Excessive private debts usually end up in the public sector, he noted. “This means that the public debt of most advanced economies can be expected to rise above the 90 per cent threshold historically associated with slower economic growth,” the Governor said.
Excesses of leverage are dangerous, in part because debt is a particularly inflexible form of financing. “Hard experience has made it clear that financial markets are inherently subject to cycles of boom and bust and cannot always be relied upon to get debt levels right. This is part of the rationale for micro- and macroprudential regulation,” he said.
It is not just the stock of debt that matters, but who holds it.

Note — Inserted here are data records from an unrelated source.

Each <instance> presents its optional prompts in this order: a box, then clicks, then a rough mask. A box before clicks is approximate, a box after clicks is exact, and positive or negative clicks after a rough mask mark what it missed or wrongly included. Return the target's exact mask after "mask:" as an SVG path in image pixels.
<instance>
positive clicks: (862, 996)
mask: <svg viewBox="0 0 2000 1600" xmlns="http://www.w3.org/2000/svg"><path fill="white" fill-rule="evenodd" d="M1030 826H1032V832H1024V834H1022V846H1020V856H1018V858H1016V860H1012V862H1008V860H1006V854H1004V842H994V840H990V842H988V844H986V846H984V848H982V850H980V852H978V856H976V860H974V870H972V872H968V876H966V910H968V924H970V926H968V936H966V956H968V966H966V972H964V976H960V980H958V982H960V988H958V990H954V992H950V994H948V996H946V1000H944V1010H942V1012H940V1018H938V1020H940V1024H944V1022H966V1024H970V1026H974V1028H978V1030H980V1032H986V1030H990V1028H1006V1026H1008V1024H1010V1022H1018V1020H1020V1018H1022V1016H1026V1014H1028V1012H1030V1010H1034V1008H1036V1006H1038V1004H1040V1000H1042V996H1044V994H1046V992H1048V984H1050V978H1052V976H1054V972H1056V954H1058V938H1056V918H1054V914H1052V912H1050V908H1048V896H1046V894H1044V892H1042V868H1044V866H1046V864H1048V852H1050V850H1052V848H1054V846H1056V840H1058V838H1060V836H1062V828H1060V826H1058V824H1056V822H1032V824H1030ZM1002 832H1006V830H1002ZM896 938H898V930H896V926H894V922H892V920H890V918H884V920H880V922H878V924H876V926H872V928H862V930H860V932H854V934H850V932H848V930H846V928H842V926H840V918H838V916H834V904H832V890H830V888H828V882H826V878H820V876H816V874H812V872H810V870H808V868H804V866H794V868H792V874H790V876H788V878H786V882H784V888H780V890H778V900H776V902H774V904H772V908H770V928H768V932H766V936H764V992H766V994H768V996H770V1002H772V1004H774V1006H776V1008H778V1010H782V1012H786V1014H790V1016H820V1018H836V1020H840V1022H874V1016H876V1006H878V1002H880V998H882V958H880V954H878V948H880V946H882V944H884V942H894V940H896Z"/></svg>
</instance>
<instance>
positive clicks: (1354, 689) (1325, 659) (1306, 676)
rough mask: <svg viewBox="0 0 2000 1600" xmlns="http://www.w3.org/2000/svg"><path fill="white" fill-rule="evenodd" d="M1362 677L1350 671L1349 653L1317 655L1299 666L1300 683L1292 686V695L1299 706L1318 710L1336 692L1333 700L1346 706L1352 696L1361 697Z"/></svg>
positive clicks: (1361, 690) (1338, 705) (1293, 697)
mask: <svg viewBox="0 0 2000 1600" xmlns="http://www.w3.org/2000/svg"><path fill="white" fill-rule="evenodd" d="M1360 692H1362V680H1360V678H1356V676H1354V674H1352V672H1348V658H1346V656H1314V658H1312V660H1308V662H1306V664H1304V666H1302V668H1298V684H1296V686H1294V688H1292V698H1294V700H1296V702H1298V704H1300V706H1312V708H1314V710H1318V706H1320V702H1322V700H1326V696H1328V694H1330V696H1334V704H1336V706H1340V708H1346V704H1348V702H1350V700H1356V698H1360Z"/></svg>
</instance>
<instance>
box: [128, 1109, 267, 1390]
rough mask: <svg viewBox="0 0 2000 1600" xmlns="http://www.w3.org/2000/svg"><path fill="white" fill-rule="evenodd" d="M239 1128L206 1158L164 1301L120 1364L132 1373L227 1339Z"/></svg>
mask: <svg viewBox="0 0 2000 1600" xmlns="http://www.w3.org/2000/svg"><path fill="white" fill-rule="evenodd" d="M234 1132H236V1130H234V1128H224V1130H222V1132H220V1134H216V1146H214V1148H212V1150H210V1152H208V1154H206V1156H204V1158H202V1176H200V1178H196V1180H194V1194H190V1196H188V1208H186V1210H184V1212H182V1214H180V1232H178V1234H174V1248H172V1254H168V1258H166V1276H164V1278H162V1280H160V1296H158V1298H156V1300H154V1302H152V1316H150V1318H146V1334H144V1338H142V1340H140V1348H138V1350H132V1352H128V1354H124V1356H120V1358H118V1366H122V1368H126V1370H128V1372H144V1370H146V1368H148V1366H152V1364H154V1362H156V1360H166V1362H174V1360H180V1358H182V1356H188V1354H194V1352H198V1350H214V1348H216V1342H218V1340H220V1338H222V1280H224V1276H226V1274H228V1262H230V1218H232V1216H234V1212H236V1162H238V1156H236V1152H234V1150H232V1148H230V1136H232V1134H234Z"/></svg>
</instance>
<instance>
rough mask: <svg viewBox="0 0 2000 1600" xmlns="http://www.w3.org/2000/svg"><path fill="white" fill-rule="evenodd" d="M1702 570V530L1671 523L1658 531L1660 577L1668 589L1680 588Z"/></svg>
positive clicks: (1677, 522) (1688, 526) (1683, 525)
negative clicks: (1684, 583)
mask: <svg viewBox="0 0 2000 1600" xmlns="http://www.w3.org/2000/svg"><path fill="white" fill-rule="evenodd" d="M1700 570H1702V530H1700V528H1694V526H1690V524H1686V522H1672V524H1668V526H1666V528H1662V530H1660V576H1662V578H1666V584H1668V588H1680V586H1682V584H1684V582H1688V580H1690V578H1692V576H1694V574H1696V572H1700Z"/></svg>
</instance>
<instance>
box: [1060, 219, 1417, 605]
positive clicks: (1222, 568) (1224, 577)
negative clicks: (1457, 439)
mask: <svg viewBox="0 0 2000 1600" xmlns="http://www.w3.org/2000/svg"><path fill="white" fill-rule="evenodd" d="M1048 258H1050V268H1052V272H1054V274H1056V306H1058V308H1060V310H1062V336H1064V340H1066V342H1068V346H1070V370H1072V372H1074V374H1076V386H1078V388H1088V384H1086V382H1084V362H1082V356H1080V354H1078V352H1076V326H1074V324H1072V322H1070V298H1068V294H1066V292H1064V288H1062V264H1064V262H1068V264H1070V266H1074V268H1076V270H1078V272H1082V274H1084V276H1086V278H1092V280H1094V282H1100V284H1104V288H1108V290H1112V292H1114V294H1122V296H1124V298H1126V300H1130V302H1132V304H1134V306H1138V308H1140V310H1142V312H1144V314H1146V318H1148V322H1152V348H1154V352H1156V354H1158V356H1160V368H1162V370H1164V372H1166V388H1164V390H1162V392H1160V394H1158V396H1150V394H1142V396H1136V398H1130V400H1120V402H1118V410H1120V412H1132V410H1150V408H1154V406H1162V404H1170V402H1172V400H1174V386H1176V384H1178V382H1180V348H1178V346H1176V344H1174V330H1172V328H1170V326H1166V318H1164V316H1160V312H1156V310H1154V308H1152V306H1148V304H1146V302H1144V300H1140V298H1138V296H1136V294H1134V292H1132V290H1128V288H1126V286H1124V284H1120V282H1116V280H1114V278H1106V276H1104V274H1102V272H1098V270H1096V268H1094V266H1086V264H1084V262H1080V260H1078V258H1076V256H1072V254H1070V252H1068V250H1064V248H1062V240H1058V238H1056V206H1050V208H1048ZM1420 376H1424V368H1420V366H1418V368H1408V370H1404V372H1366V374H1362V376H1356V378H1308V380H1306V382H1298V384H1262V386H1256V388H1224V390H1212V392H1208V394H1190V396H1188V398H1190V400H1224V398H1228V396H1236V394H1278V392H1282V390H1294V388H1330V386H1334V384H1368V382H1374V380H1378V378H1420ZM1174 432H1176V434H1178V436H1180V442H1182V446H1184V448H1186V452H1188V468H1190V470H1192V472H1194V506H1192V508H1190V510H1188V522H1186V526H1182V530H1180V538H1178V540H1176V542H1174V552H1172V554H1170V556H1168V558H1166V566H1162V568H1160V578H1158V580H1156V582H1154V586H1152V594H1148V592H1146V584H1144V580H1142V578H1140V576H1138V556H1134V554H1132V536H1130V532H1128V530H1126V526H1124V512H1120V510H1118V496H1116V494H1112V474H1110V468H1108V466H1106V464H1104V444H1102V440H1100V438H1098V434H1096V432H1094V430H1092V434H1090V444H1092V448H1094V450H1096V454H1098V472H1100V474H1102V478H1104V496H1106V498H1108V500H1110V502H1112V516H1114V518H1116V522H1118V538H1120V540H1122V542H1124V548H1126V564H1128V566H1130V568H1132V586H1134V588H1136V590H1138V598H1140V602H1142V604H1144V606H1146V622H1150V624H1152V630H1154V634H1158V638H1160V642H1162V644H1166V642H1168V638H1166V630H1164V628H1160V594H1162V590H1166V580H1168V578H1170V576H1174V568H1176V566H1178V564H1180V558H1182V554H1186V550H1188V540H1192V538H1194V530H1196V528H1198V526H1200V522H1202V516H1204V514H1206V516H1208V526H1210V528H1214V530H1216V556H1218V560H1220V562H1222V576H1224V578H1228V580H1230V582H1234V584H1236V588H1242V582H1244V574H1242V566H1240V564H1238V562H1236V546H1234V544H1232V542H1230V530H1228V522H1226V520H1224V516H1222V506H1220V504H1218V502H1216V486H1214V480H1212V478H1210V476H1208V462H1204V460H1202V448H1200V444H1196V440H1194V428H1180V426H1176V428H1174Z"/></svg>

Heavy reliance on cross-border flows, particularly when they fund consumption, usually proves unsustainable.
To restore necessary competitiveness, debtor countries in Europe will have to adopt fiscal and structural reforms, which are the responsibility of citizens, firms and governments, Governor Carney noted. “Central banks can only bridge real adjustments; they can’t make the adjustments themselves.”
In Canada, non-financial debt, or debt held outside the financial sector, increased over the past twenty years less than any other G-7 country. Nonetheless, the economy’s reliance on “debt-fuelled household expenditures” must be reduced, and Canadian companies must invest in improving their productivity and access fast-growing emerging markets. “This would be good for Canadian companies and good for Canada,” he said. “Indeed, it is the only sustainable option available.”
“Canada’s relative virtue throughout the debt super cycle affords us a privileged position now that the cycle has turned,” the Governor said. “Our strong position gives us a window of opportunity to make the adjustments needed to continue to prosper in a deleveraging world. But opportunities are only valuable if seized.”
The Bank of Canada is doing its part by fulfilling its mandate to keep inflation low, stable and predictable so that Canadian households and firms can invest and plan for the future with confidence. It is also assisting the federal government in ensuring that Canada’s world-leading financial system will be there for Canadians in bad times as well as good and in pushing the G-20 Action Plan because it is in Canada’s interests.